Article Four: Implementation of ESRA 1 and ESRA 2
A. Any corporation that moves or seeks to move its assets outside the U.S. must submit an Environmental and Social Responsibility Impact Report to a grand jury of ordinary citizens, and the jury shall receive testimony from other stakeholders and the employees of the corporation in question to determine the impact of the moving of those assets outside the U.S. The jury shall then determine what part of those assets, up to and including all of the assets of the corporation, shall be held in the U.S. to compensate those made unemployed or otherwise disadvantaged by the corporate move of its resources elsewhere, and/or to pay for other forms of environmental or social destruction of the resources or the well-being of the United States or its citizens. Conspiracy to evade this provision shall be a crime punishable by no less than twenty years in prison for all members of the board of such a corporation.
B. Any part of the Constitution or the laws of the U.S. or any of its states deemed by a court to be in conflict with any part of this amendment shall be null and void with regard to that part of its implementation which is inconsistent with this Amendment. Any trade arrangements, treaties, or other international agreements entered into by the United States or any of its several states, or by any corporation chartered or located in the U.S., deemed by a court to be in conflict with the provisions or intent of this amendment are hereby declared null and void. And similarly any such U.S. law or international agreement or law passed by any of the several states of the United States, or any decision of an international body or passed by an international court or legislature, deemed to be inconsistent with this Amendment shall be declared null and void.
C. Congress shall take action to provide adequate funding for all parts of this amendment and implement legislation that seeks to fulfill the intent as stated above.

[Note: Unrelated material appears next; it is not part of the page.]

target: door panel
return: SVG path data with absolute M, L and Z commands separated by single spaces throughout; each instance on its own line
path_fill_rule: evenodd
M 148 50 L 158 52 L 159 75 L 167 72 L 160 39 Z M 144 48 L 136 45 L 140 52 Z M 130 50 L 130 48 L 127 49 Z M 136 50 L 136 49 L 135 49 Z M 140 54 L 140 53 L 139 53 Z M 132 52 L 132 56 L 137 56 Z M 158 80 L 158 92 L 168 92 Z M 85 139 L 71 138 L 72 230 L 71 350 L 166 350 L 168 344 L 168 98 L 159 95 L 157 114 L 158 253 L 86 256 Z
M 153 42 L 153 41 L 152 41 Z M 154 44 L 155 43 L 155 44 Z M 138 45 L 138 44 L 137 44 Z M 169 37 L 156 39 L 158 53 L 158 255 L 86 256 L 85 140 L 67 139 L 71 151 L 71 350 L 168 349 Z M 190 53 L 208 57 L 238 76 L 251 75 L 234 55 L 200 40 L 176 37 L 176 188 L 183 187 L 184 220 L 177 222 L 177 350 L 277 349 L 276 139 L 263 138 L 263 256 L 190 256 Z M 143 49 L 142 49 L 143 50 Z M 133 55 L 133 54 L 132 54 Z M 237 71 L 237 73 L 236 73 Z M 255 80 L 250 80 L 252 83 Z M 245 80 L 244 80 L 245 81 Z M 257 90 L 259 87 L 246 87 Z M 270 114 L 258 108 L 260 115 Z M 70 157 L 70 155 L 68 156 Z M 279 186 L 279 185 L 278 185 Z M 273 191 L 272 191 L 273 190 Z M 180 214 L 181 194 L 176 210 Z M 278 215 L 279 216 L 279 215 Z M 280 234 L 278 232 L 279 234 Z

D. Elected members of Congress and/or elected members of the Legislatures of the States of the U.S., and public prosecutors at the Federal, State, County and City levels shall be deemed by U.S. courts as having standing to initiate a suit against any state or against the government of the U.S. or against any school system, court, legislative body or corporation that has taken actions deemed to contradict the intent of this Amendment to preserve the well-being of the planet earth and all of humanity and to foster a new spirit of cooperation, generosity and environmental sustainability.